Halfway through half-heartedly sorting through his correspondence - Jeremy had interesting ideas about sorting - he heard a noise in the bedroom. His eyes narrowed and he drew his gun, holding it against his thigh as he he went to investigate. Nudging the door open he edged in and stopped, eyes flicking over the length of Charlie sprawled on his bed. The rough grey uniform all the recruits wore was hardly flattering, but knowing what was under it puddled hot interest in his groin.

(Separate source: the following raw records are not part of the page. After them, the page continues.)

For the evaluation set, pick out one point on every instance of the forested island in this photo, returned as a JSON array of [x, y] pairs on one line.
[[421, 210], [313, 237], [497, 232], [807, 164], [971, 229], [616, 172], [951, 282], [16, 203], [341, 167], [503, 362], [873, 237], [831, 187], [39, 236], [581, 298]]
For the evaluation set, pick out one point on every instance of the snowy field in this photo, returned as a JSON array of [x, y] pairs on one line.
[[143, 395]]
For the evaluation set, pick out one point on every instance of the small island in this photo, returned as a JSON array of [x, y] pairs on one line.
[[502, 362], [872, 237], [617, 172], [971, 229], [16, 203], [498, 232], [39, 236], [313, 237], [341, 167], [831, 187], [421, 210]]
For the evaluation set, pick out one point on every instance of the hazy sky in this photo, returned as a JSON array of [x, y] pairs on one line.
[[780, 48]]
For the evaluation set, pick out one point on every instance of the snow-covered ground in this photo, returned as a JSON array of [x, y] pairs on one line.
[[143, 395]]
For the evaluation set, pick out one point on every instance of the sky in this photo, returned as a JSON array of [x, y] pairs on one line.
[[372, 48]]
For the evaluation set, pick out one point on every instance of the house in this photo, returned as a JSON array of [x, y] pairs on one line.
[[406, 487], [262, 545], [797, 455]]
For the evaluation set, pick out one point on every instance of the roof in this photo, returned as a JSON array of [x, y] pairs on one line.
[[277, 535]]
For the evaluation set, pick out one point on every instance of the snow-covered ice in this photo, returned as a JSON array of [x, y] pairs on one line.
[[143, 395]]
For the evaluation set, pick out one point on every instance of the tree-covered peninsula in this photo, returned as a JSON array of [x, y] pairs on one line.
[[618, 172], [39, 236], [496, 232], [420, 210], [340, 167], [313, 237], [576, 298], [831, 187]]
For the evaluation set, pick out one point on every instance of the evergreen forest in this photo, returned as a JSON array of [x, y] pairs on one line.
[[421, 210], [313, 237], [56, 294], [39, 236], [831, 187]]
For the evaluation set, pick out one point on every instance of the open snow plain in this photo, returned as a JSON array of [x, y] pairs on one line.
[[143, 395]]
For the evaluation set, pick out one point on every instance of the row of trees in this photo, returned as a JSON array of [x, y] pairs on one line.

She was his…and it would serve Miles right.

He holstered his gun and walked over to the bed, tugging his belt loose. Charlie didn’t move until he braced his knee on the bed, then she jerked her head up. Big blue eyes blinked at him through a tangle of bright hair.

‘Sleeping isn’t what I want you in this bed for,’ he told her, trailing his hand along her calf.

‘Sorry,’ she said, propping herself gingerly up on her elbow. ‘I don’t have my own room.’

No. ‘Miles has a suite,’ he told her. Not that Miles had used it since he was back. In fact, Bass wasn’t entirely sure he even knew it was still there. His hand reached the curve of his backside. ‘Or do you just prefer it here?’

She stared at him, all eyes and caught between a rock and a hard place look. Her mouth opened and closed without any words coming out.

‘You have my permission to be honest,’ he said, sliding his hand up under her jacket. His fingers spread over the warm skin of her back.

‘I went to Danny’s room, but he wasn’t there.’

His thumbs brushed her ribs and she cringed away from him. Temper flared - it did so easily of late - and he grabbed the waistband of her trousers to flip her over onto her back. 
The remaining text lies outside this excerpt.